A análise técnica do dispositivo de Milanov revelou que ele havia sido desbloqueado por ferramentas da Cellebrite e estava infectado com um spyware denominado NoviSpy, uma criação que pode estar diretamente associada ao Serviço de Informação e Segurança da Sérvia, ou BIA. A conexão entre o spyware e as autoridades sérvias foi estabelecida a partir da descoberta de comentários e strings no código em língua sérvia, além da programação do spyware para se comunicar com servidores localizados na Sérvia. As descobertas realizadas pelos pesquisadores da Amnesty sugerem que tal spyware está sendo amplamente utilizado em ações de vigilância contra membros da sociedade civil.
Além de Milanov, investigações mostraram que outros ativistas e indivíduos associados à sociedade civil também foram infectados pelo NoviSpy.
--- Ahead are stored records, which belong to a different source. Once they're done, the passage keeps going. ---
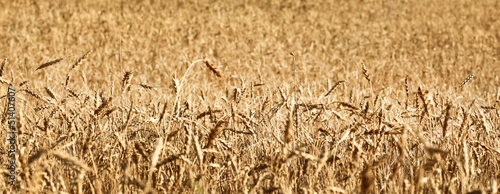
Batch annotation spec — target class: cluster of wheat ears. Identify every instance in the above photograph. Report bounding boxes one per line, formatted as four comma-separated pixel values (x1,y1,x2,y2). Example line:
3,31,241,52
0,0,499,193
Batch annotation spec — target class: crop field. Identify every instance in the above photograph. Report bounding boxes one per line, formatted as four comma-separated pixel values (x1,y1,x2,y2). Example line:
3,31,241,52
0,0,499,193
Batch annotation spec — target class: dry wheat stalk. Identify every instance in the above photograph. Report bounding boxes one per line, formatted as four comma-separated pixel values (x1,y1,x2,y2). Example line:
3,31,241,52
278,87,287,102
442,102,452,137
284,111,293,144
148,137,163,176
121,102,134,132
65,51,92,86
156,154,184,168
66,87,78,97
0,57,6,77
28,149,48,165
325,80,345,97
52,151,92,172
389,140,404,181
35,58,63,72
362,66,371,84
22,89,46,103
71,50,92,70
337,101,360,110
18,80,28,87
157,102,168,125
81,135,92,157
94,97,112,116
349,89,354,103
418,87,429,116
44,87,58,101
80,70,87,84
138,83,155,90
134,142,149,159
34,105,51,112
204,59,222,78
194,134,203,165
233,88,239,102
480,105,495,110
64,74,71,86
459,74,474,88
103,107,117,117
129,120,149,127
405,76,409,109
172,76,179,95
122,71,133,88
205,120,226,149
0,77,10,86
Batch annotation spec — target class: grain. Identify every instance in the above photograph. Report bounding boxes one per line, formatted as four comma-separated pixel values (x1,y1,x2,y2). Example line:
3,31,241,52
34,58,63,72
0,77,10,85
325,80,345,97
44,86,58,101
94,97,112,116
2,1,498,193
460,74,475,88
122,71,133,88
362,66,371,84
71,50,92,70
204,120,226,149
204,59,223,78
0,58,6,77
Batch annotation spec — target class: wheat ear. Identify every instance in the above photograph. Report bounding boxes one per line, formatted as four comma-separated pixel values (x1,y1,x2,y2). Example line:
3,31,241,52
459,74,474,88
0,58,7,77
35,58,64,72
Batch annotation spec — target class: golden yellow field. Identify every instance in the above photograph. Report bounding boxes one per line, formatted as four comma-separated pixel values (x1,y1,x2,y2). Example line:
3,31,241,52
0,0,499,193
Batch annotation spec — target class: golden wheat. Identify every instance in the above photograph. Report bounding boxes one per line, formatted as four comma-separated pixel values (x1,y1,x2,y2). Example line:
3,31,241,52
34,58,64,72
1,1,499,193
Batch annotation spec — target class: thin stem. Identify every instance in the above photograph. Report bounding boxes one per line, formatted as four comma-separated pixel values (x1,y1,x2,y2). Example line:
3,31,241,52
173,59,205,118
290,52,298,145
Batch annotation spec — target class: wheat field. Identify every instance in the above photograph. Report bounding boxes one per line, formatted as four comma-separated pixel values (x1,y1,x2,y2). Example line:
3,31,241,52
0,0,499,193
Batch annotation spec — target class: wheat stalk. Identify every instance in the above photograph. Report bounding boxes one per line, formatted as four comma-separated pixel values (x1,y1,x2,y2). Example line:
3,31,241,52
0,77,10,86
156,154,184,168
362,66,371,84
138,83,155,90
204,59,223,78
34,105,51,112
52,151,92,172
147,137,163,186
325,80,345,97
22,89,46,103
405,76,409,109
18,80,28,87
442,102,452,137
81,135,92,157
204,120,226,149
459,74,474,88
71,50,92,70
28,149,48,165
44,86,58,101
284,109,293,144
290,53,298,145
65,50,92,86
94,97,112,116
157,101,168,125
122,71,133,88
0,57,6,77
418,87,429,116
34,57,64,72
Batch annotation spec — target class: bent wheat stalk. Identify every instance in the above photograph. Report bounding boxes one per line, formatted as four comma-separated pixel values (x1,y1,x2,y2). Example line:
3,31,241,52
169,59,222,119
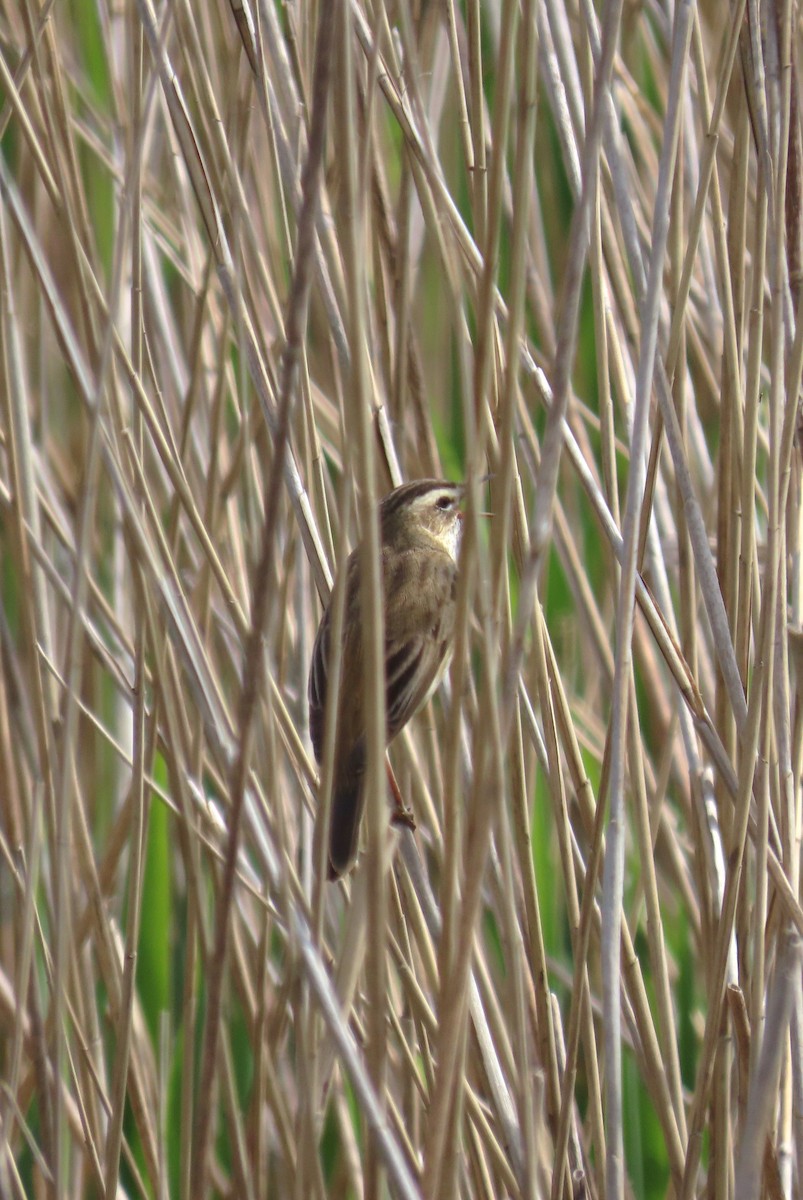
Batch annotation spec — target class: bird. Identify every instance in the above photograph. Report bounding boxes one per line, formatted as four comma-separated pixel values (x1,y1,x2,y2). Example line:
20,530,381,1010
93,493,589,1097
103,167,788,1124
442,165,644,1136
308,479,465,878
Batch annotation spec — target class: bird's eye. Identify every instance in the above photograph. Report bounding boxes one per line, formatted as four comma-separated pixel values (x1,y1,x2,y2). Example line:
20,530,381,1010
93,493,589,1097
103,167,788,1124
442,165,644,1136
436,495,454,510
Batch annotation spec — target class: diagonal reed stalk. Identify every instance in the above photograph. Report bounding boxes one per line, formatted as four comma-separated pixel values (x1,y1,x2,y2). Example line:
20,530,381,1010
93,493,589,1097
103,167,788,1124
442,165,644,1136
1,1,802,1198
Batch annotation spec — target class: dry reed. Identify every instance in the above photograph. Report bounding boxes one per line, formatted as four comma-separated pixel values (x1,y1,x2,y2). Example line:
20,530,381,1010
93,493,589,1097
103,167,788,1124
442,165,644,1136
0,1,802,1198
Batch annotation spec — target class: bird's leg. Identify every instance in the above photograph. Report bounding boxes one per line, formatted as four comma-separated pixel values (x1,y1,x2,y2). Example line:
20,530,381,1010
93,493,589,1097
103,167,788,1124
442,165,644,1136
386,760,416,829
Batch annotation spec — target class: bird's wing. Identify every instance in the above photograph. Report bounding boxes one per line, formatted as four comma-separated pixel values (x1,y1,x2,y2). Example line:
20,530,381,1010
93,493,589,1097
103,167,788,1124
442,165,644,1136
309,545,456,757
308,550,364,764
383,547,457,741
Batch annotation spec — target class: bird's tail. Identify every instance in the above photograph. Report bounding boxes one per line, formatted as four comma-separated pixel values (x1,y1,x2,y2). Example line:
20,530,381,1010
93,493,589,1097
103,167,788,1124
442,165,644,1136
328,742,366,879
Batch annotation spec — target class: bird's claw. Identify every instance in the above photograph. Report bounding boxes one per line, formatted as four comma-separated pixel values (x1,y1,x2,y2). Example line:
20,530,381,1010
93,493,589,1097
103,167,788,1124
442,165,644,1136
391,804,416,831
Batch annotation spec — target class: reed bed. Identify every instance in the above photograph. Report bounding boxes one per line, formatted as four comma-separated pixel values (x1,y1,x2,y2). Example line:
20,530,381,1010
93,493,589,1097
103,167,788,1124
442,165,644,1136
0,1,801,1197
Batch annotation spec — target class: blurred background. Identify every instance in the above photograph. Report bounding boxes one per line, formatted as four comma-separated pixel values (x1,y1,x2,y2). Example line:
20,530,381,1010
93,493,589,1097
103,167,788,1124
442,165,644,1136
0,1,800,1197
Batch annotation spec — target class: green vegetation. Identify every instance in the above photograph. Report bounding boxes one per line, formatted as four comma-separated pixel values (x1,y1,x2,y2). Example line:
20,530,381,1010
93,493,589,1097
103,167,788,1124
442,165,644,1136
0,3,799,1198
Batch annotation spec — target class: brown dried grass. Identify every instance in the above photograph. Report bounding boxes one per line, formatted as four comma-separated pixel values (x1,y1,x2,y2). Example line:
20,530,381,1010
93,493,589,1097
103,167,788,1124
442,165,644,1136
0,2,802,1198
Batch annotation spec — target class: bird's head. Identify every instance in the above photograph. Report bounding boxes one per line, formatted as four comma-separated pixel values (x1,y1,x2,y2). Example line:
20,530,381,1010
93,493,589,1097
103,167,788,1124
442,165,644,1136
380,479,465,561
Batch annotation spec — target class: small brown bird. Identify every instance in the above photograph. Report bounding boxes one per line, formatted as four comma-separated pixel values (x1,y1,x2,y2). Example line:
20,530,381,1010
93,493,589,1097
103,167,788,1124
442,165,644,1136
308,480,465,878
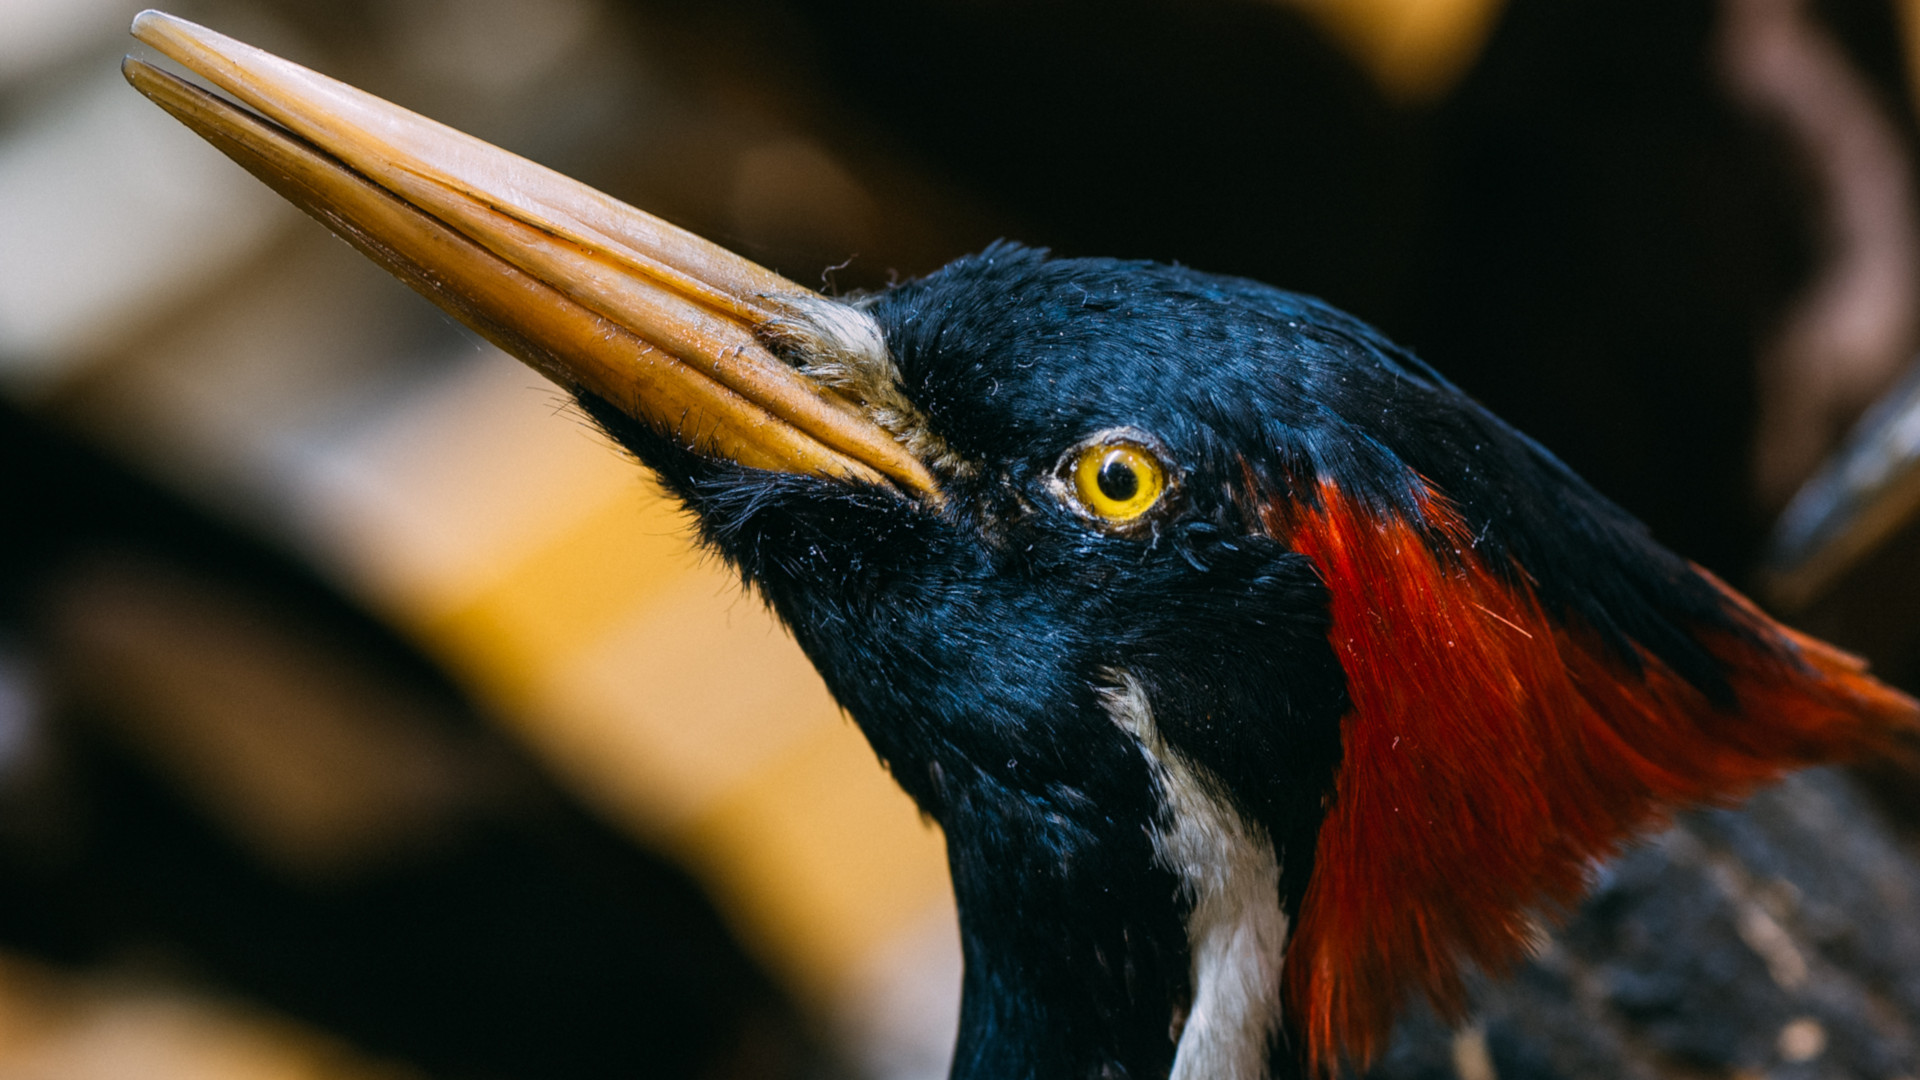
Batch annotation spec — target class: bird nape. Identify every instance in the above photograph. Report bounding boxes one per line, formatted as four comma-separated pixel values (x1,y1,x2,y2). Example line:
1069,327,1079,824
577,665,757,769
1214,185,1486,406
125,12,1920,1080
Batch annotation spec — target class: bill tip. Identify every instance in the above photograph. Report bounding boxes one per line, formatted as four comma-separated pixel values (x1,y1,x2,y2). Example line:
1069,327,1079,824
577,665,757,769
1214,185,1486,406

A análise revelou que, em um universo de 24 indivíduos, mais de 20 pareceram ter suas informações comprometidas em um curto espaço de tempo. Essas ocorrências não apenas geram a preocupação de que a vigilância estatal esteja em expansão, mas também ressaltam a urgência por uma resposta legal e moral a essa utilização de tecnologia visando silenciar vozes críticas.
A eficácia e a disseminação do NoviSpy levantaram questões sobre a falta de responsabilidade e supervisão nas práticas de vigilância. A BIA e o Ministério do Interior da Sérvia não se pronunciaram sobre o caso, mas a investigação da Amnesty estabeleceu vínculos claros entre a autenticidade do spyware e as operações do serviço de inteligência. O diretor do Laboratório de Segurança da Amnesty, Donncha Ó Cearbhaill, reforçou a responsabilidade pública em torno da proteção de direitos civis e a necessidade de responsabilização das autoridades.
Em resposta, a Cellebrite alegou que suas ferramentas não são projetadas para instalar malware e que qualquer instalação de código malicioso seria feita por um terceiro. No entanto, a declaração da empresa levanta mais perguntas sobre a adequação da supervisão disponível sobre as vendas e a utilização de suas ferramentas, especialmente em contextos onde a privacidade e os direitos humanos estão em jogo.
A situação atual na Sérvia serve como um alerta para outras nações, destacando a importância de uma discussão mais ampla sobre a ética da vigilância estatal. À medida que tecnologias de invasão se tornam mais acessíveis, é crítico que a sociedade civil, as organizações de direitos humanos e os legisladores se unam para garantir que o avanço tecnológico não comprometa liberdades individuais fundamentais. O desafio agora é unir forças para assegurar que histórias como a de Milanov não se tornem a norma, mas sim exceções inaceitáveis em uma sociedade que luta pela transparência e pela proteção dos direitos humanos.